Reza Shah, DO, a board certified general surgeon, wound care specialist and fellowship-trained vascular surgeon, removed the abscess and drained the arm, but further testing revealed Fredrick had necrotizing fasciitis, or a flesh-eating bacteria.  

“This can be a very fast-moving, highly destructive bacteria,” explains Dr. Shah. “It can lead to amputation of extremities or even death, if left untreated.”

Patients with diabetes, like Fredrick, are at higher risk of acquiring infection because the disease can compromise their immune system. They are also at risk for additional problems. Serious bacterial infections can lead to kidney trauma or failure as a result of ketoacidosis, and in extremities, infection can result in amputation. 

“In Fredrick’s case, we caught this just in time. If he had waited even another day or two to be treated, this would have resulted in amputation,” Dr. Shah says.

Team Treatment
Patrick Aufiero, MD, board certified in infectious disease, also treated Fredrick with administration of intravenous antibiotics during his two-week hospital stay. 

“Typically in this kind of case, many specialists get involved to stop the progression of the disease,” says Dr. Aufiero, who notes the team approach is key to RWJ Hamilton’s commitment to multidisciplinary care.

Dr. Shah explains that RWJ Hamilton Center for Wound Healing typically uses a wound care panel of surgeons, vascular surgeons, plastic surgeons, infectious disease specialists, internists and podiatrists to ensure multi-specialty group involvement for each patient. 

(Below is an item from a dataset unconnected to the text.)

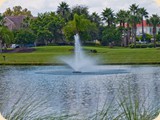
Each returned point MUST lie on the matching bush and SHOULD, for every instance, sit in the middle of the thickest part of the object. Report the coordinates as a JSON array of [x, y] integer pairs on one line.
[[151, 45]]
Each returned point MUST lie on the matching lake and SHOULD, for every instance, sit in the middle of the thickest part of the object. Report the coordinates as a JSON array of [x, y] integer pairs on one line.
[[60, 91]]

Dr. Shah managed Fredrick’s surgical and post-surgical care, which included 19 hyperbaric oxygen therapy treatments, a technique to increase oxygen in the blood to help promote healing and fight infection. The center has three individual chambers where patients inhale 100 percent oxygen under specified hyperbaric therapy, making it the largest hyperbaric therapy center in Mercer County. 

Personal Care
While Fredrick was grateful for access to top-of-the-line technologies to aid in his recovery, he was most vocal about the care he received.  

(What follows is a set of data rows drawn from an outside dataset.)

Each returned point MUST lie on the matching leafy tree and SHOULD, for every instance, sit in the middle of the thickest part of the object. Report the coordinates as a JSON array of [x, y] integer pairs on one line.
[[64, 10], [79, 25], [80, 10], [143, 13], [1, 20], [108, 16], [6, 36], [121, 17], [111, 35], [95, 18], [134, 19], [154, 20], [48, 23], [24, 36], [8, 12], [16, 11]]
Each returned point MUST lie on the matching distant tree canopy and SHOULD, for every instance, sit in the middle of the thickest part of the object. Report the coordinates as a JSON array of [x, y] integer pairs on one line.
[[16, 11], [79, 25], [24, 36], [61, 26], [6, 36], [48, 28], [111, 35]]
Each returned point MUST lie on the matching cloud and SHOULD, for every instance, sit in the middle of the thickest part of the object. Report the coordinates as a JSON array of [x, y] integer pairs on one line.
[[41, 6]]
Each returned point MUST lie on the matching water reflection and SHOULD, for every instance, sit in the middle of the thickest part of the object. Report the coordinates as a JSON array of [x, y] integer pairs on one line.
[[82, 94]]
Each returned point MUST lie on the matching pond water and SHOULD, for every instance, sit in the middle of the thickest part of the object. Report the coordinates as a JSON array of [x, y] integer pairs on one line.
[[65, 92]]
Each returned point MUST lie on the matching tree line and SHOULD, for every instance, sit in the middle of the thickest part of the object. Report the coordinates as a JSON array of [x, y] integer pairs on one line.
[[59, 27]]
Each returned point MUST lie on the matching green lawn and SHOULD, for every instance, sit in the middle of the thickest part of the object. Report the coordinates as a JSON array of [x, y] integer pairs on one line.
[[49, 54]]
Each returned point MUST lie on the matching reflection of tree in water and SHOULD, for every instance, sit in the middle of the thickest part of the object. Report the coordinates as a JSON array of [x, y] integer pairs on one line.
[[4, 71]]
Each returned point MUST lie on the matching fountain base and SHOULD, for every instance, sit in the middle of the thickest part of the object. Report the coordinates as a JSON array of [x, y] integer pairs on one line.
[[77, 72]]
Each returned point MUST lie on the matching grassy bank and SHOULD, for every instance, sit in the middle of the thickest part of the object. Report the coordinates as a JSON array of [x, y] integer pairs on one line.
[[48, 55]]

“Dr. Shah is a very good doctor. He is understanding and extremely dedicated to his patients. He made me feel comfortable and the staff was very good to me,” Fredrick says. “I didn't feel too much pain, and I thank God for the way the nurses and doctors responded. I could have lost my arm.”

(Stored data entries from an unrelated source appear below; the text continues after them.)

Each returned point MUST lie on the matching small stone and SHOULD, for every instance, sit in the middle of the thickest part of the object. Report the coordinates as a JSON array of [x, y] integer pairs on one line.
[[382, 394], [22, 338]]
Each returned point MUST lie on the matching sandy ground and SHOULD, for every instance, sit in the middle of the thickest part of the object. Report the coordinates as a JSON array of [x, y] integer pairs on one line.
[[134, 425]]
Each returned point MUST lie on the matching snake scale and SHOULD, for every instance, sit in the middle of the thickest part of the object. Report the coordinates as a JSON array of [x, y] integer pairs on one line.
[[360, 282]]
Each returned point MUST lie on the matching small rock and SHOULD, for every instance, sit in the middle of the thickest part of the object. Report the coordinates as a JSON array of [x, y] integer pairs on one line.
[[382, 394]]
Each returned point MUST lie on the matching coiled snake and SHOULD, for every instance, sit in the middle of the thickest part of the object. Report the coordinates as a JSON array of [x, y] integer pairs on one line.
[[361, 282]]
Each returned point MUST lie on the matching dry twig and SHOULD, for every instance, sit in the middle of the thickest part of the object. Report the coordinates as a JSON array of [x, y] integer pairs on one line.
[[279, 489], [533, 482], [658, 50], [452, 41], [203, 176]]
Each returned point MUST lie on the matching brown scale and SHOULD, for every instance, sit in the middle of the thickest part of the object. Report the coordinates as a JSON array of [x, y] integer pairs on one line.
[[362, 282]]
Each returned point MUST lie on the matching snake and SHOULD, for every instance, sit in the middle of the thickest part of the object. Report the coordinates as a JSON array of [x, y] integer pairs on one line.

Many Ways to Win Against Wounds

The wound center offers other cutting edge treatments including bioengineered skin substitutes; outpatient autologous modified partial skin grafting using the Xpansion system; application of Santyl, the only FDA-approved debriding agent; and various types of extra-cellular matrix for faster wound healing. 

Patients who are anxious to return to good health can benefit from a highly personalized approach to healing difficult-to-treat, chronic wounds at the Center.